Archivematica 1.10.2 is a legacy release, and these documents are no longer being maintained.

Clean up names

The clean up names microservice runs twice during processing - once on the Transfer tab and once on the Ingest tab. The purpose of this microservice is to ensure that Archivematica’s tools and processes do not fail because of characters that appear in file or directory names.

Archivematica groups a wide variety of tools, such as :ref:` preservation planning tools <preservation-planning-tools>`, together to create preservation workflows. Some of the tools that Archivematica uses have a narrowly-defined scope in terms of what the tool considers to be a valid character for a file or directory name.
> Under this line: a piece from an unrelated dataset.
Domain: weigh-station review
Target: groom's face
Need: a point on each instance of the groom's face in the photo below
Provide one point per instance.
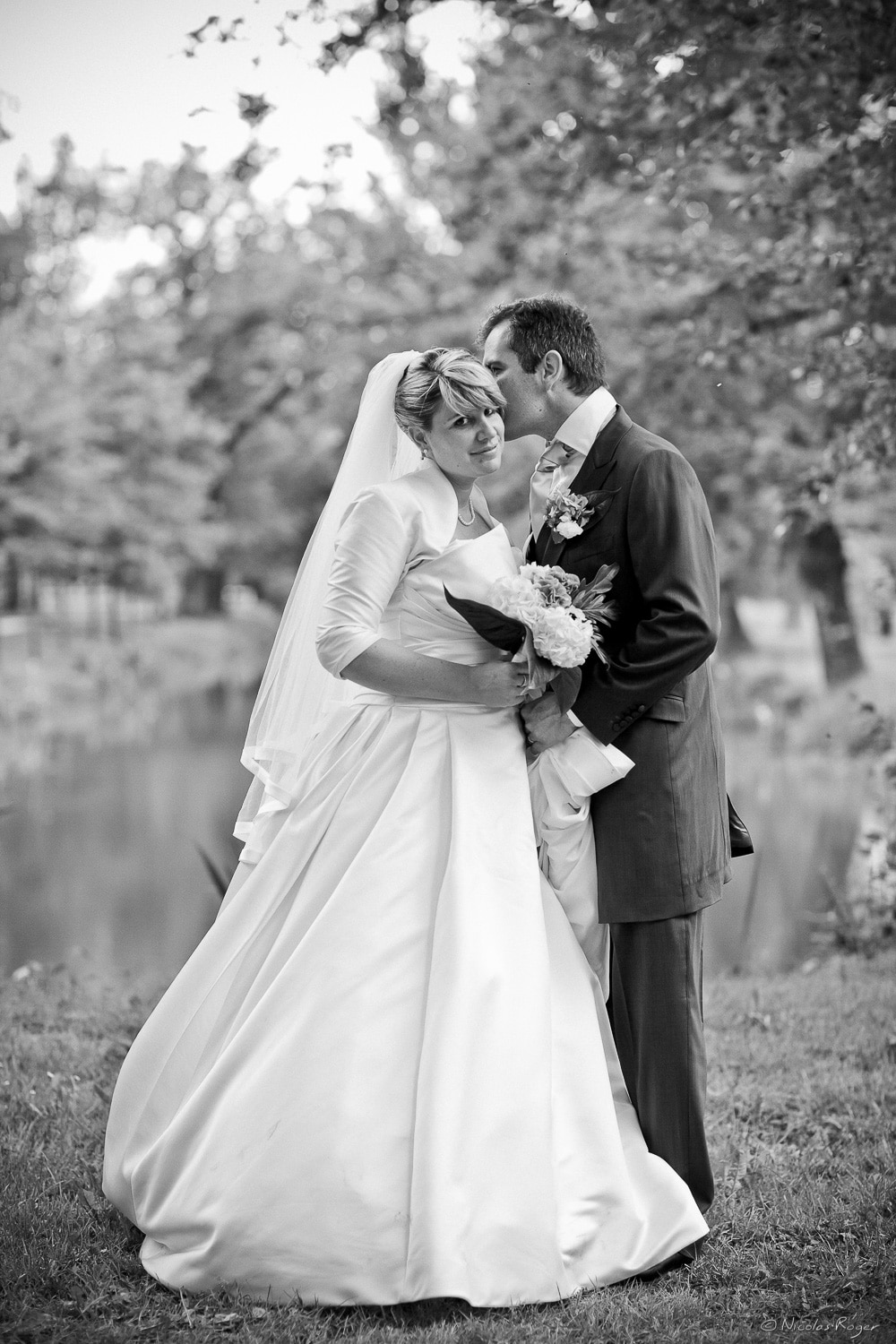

Encountering a character that the tool considers to be invalid can cause the tool to fail, which can halt processing and interfere with normal operation of Archivematica.

To prevent these kinds of failures from happening, Archivematica implements a script that changes file and directory names to conform to the requirements of more restrictive tools. Valid characters are defined as the following:

-_.()abcdefghijklmnopqrstuvwxyzABCDEFGHIJKLMNOPQRSTUVWXYZ0123456789

The script tries to replace any character that is not included in the above list with its nearest equivalent - for example, the character Č is replaced by C. Where the script cannot find a close equivalent, the character is replaced by an underscore. The change is documented in the METS file.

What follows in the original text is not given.